Cycle Chic is taken the wrong way all over the place :). Mikael coined it that way, because his Danish 'objects' dress so stylishly by nature. His words.

It's really about 'normal cycling', conveying to people that you can ride without all the 'gear', like 10s of millions of other people do every day. Where I'm from, people of all ages just dress for the day (you know, just what you'd wear on a regular basis) and then get on a bike, they don't give it a second thought. Because it's the fastest, most practical and enjoyable means of transportation. That's it. Not because it's 'green', not because they want to make a statement, nothing like it. That, and our types of bikes accommodate that need. Hassle free, utility-ready, reliable, practically maintenance free. Why get your hands or clothes dirty, right?

Then again, of course you don't HAVE to do anything you don't like. Just ride :).

Cheers,
Marc

 
At 03 October, 2009 01:16, Blogger Steven Vance said...

If you refer to what I think influenced this entry, I think you miss the point.

Cycle chic is about NOT adjusting your lifestyle to fit your bike, but owning a bike that fits your lifestyle.

This year I decided I was sick of buying bicycling accessories that changed how I dressed and I abandoned a lot of them.

Now the clothes I wear while commuting are the clothes I wear at work.
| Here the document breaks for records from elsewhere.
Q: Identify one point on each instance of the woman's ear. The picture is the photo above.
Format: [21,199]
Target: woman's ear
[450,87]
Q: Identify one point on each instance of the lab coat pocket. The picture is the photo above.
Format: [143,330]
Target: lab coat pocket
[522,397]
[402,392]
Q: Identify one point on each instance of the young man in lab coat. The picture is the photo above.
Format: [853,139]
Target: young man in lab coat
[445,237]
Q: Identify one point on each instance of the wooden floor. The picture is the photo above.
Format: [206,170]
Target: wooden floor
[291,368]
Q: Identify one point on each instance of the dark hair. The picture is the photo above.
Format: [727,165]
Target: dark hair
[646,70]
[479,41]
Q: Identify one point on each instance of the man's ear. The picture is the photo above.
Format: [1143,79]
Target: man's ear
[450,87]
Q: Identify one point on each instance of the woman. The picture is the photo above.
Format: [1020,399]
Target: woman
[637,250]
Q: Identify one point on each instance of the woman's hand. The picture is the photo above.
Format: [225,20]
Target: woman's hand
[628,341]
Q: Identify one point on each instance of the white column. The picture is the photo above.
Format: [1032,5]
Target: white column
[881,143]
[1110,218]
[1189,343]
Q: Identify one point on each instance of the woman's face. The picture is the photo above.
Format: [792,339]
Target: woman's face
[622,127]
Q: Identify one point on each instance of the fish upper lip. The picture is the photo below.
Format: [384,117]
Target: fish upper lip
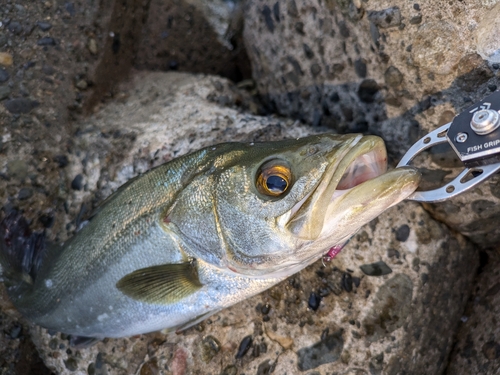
[364,165]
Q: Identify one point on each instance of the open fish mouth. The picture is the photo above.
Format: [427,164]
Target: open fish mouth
[354,189]
[363,168]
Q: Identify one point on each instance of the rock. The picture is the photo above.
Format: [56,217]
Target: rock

That's what I really want. I don't want to carry clothes in a bag and then change. I don't want to come to class wearing expensive layers.
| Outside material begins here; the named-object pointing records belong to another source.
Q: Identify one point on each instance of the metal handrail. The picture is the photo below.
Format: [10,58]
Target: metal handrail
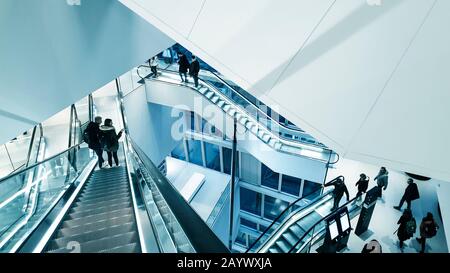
[202,238]
[294,143]
[284,211]
[318,222]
And hey, if the Dutch bike now powers the lights, say goodbye to managing a rechargeable battery collection or buying new ones when the lights go out on your way home from work.
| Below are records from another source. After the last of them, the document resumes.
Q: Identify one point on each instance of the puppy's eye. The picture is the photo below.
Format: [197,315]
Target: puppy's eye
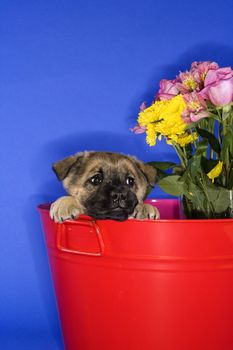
[129,181]
[96,179]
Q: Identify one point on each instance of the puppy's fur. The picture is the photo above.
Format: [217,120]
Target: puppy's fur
[103,185]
You don't have to have a Dutch bike to do all this. And if your lifestyle has changed because of your bike to include new clothing choices and attitudes about sweatiness, and you feel good about that, then so be it. I don't accept that for myself any longer.

 
At 05 October, 2009 02:40, Blogger Jennifer said...

But eventually you do end up adjusting your lifestyle to fit your bike. It's simply not possible to get into seriously into cycling as transportation (or even recreation) without doing such a thing. It requires a completely different approach to transporting yourself, oftimes a lot more planning, and increased amount of attention paid to things like weather and daylight and maybe even local crime. I'm sick of seeing so many people try so hard to deny that bicycling doesn't have to change your lifestyle. If it's not changing your lifestyle, then you're simply not riding often enough to be able to claim that it's part of your lifestyle in the first place.

Or maybe I'm just tired of being told over and over and over and over again that myself and the dozens of other women I know who wear pants and sneakers, own helmets and other gear, and are capable of making our own minor repairs because we don't mind getting dirty are actually just the tiny minority of crazy "abnormal" female cyclists in the world. Please pardon us all for being so damned ugly and unfeminine that we're holding back the whole Bicycle Movement.

 
At 05 October, 2009 02:52, Blogger Jennifer said...

I suppose an example is in order: Does the auto industry bend over backwards to convince women that there are plenty of cars out there that aren't too "sporty" or "rugged" but are perfect for driving downtown for coffee, that they don't need all those extra features like power locks or side curtain airbags, and that they shouldn't let themselves feel intimidated by women who know how to change a tire and keep jumper cables in the trunk?

 
At 05 October, 2009 07:57, Blogger Steven Vance said...

"It's simply not possible to get into seriously into cycling as transportation (or even recreation) without doing such a thing. It requires a completely different approach to transporting yourself, oftimes a lot more planning, and increased amount of attention paid to things like weather and daylight and maybe even local crime."

I completely agree.

But the bike you own won't affect your planning or attention to these elements.

 
At 12 October, 2009 16:51, Blogger Yokota Fritz said...

Don't worry about it, Jennifer; You're beautiful no matter how you ride.

The point of the whole "cycle chic" stuff (which I admittedly dig) is to fool^Wencourage those who want to be 'chic' into thinking bike riding can also be fashionable.